The first Deputy Speaker of Parliament Joseph Osei Owusu who is popularly known as Joe Wise has stated that politicians typically speak more than they act, thus the public shouldn't be alarmed by their pronouncements.
“In politics, the talking is usually more than our actions so you shouldn’t be intimidated by what we say,” he said.
Joe Wise explained that, the more talk and less action analogy is true because the minority caucus threatened to reject the six nominees at a press conference before some of their members defied the position of the caucus to vote with the Majority.
Speaking in an interview with Onua FM on March 28, 2023, the Member of Parliament for Bekwai Constituency in the Ashanti region added that citizens should ascertain the legality of politicians' statements before giving them credence.
He noted that despite missing two of the majority lawmakers, the Majority still they went ahead to win the approval of the ministers.
“Many of us use our mouths to clear thorns, so we are not hurt by them” meaning they speak without actions and subsequently don’t feel the heat embedded in the actual work.
Prior to the vetting of ministerial nominees by the Appointments Committee of Parliament, the NDC had issued a directive to its MPs to reject the nominees in demand for a reduction in the size of the current government.
However, when the House conducted a secret ballot on the nominees, all six got overwhelming votes despite the equal numbers on both sides of the House.
The outcome of the voting process has led to accusations of treachery being made against the minority MPs.
Some members of the caucus have since taken to social media to express their disappointment with the result while others have sought to claim their innocence.
How the said ministers were voted
KT Hammond, Minister for Trade and Industry
Kobina Tahiru Hammond (MP for Adansi Asokwa) was approved as the Minister of Trade and Industry with 154 YES votes, 116 NO votes, one rejected ballot and one abstention.

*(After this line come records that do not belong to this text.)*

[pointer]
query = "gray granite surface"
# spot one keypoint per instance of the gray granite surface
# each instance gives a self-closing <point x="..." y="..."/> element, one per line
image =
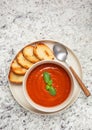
<point x="25" y="21"/>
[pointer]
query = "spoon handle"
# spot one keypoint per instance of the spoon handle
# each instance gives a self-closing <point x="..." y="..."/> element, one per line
<point x="83" y="87"/>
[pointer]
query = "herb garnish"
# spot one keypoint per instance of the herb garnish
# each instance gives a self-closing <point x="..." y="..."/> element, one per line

So, should all the 136 NPP MPs present have voted for him, it means that at least 18 NDC MPs voted to approve him.
Bryan Acheampong, Minister for Food and Agriculture:
Bryan Acheampong (MP for Abetifi) was approved as the Minister of Food and Agriculture with 167 YES votes, 98 NO votes, one rejected vote and 2 abstentions.

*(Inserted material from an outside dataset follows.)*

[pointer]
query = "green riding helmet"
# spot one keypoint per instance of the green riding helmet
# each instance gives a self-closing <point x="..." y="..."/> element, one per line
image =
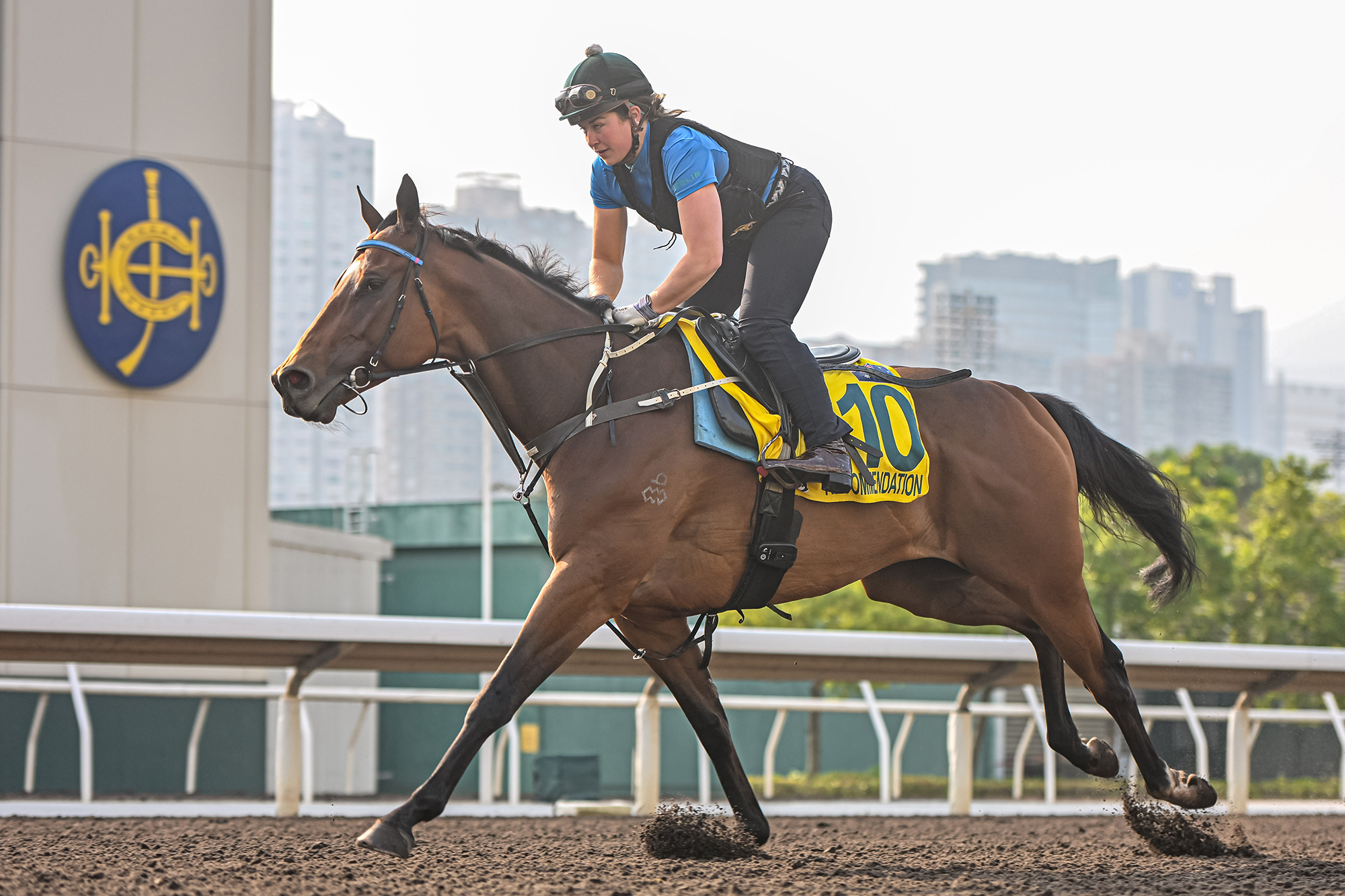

So, should all the 136 NPP MPs present should have voted for him, it means that at least 31 NDC MPs voted for him.
Stephen Asamoah Boateng, Minister of Chieftaincy and Religious Affairs:
Also, Stephen Asamoah Boateng was approved to become the Minister of Chieftaincy and Religious Affairs with 147 YES votes, 122 NO votes and three abstentions.
This means that at least 11 NDC parliamentarians voted to approve Asamoah Boateng’s appointment.
Mohammed Amin, Minister of State (at the Finance Ministry):
One hundred and fifty-two (152) MPs voted to approve Mohammed Amin as the Minister of State (at the Finance Ministry), with 123 voting to reject his approval and 3 others abstaining.
This implies that at least 16 NDC MPs voted to approve Mohammed Amin.
Stephen Amoah, deputy minister of Trade and Industry:
Also, 146 MPs voted to approve Stephen Amoah, the Member of Parliament for Nhyiaeso, to become the deputy minister for Trade and Industry which means that at least 10 NDC MPs voted with the majority caucus.
One hundred and twenty-three (146) rejected his nomination and 3 abstained from voting.
And finally, Osei Bonsu Amoah, Minister of Local Government.
149 MPs voted to approve OB Amoah as Minister of the Local Government.